One limitation of this article is that it looks only at English-language texts, and different results might be observed in, for instance, Japanese or Korean travel journalism. While this article set out to look at travel journalists’ imaginings of independent versus connected tourists, one significant finding was the role of culture and geography. Independent travel is not uniquely seen in Western journalism, but connected tourism tropes were primarily observed in Asian travel journalism. This finding conforms to the ideas of allocentric and idiocentric cultures (Hofstede, 1980; Triandis et al., 1988a). In this case, the ‘connected’ tourist is less concerned with their own experience as being unique to them and more concerned with it conforming to a replicable tourist experience that can be shared. This offers a new understanding of what tourism – and travel journalism – is, as tourist figures from Asia to the West are growing and China is now the leading tourism source market (UNWTO, 2014), and the number of Asian visitors within Asia increases (Sofield, 2000).

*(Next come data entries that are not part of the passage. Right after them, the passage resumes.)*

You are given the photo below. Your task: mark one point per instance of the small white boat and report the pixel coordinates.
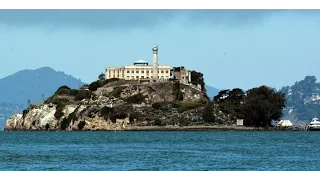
(314, 125)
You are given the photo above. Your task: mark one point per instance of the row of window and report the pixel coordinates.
(147, 77)
(146, 72)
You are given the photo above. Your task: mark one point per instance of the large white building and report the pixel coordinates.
(141, 70)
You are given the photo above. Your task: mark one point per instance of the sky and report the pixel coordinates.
(233, 48)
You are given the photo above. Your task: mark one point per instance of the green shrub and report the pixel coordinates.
(65, 123)
(94, 85)
(134, 115)
(135, 99)
(25, 112)
(183, 122)
(81, 125)
(117, 91)
(113, 117)
(47, 126)
(105, 111)
(82, 94)
(59, 108)
(63, 90)
(157, 122)
(165, 105)
(121, 115)
(188, 105)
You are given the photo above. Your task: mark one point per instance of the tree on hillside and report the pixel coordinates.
(197, 78)
(230, 101)
(102, 76)
(207, 113)
(262, 105)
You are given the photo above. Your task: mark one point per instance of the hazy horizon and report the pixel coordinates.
(232, 48)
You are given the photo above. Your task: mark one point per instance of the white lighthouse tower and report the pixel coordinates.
(155, 62)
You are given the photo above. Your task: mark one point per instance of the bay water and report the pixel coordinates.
(160, 151)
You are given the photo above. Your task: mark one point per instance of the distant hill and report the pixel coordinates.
(23, 85)
(34, 85)
(211, 91)
(302, 100)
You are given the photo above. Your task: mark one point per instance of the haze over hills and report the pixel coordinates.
(34, 85)
(38, 84)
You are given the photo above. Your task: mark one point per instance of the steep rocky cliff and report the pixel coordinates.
(115, 105)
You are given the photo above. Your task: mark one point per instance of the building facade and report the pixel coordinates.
(139, 70)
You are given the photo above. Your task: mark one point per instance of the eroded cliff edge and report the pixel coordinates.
(117, 105)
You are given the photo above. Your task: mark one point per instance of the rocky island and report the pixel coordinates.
(150, 97)
(118, 104)
(115, 104)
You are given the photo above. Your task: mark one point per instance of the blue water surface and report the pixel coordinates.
(160, 151)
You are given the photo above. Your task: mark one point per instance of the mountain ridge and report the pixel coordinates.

Travel journalists now compete with travel bloggers, posts on Facebook and online user review sites (OURS) such as TripAdvisor, along with other, usually free, sources of information and inspiration. Their need to connect with the reader, which means imagining them correctly, becomes more important. As travel journalism is essentially consumerist and often created to attract advertising (Hanusch and Fürsich, 2014), there is a commercial imperative for the imaginary traveller to be true to life. Fortunately, the traveller is increasingly visible in online user-generated content, and analysis of blogs and reviews on OURS written by travellers from the publication’s target audience can illuminate what real – as opposed to imaginary – travellers want and do. This is a rich area for future research. As journalism leaves its geographical limitations of print and ventures onto a global stage provided by the Internet where readers may no longer be as homogeneous as in the days of national media, journalism may want to reimagine its travellers.
Footnotes
Declaration of Conflicting Interests
The author(s) declared no potential conflicts of interest with respect to the research, authorship, and/or publication of this article.
Funding
The author(s) disclosed receipt of the following financial support for the research, authorship, and/or publication of this article: This study was funded by a Start-Up Grant from Nanyang Technological University.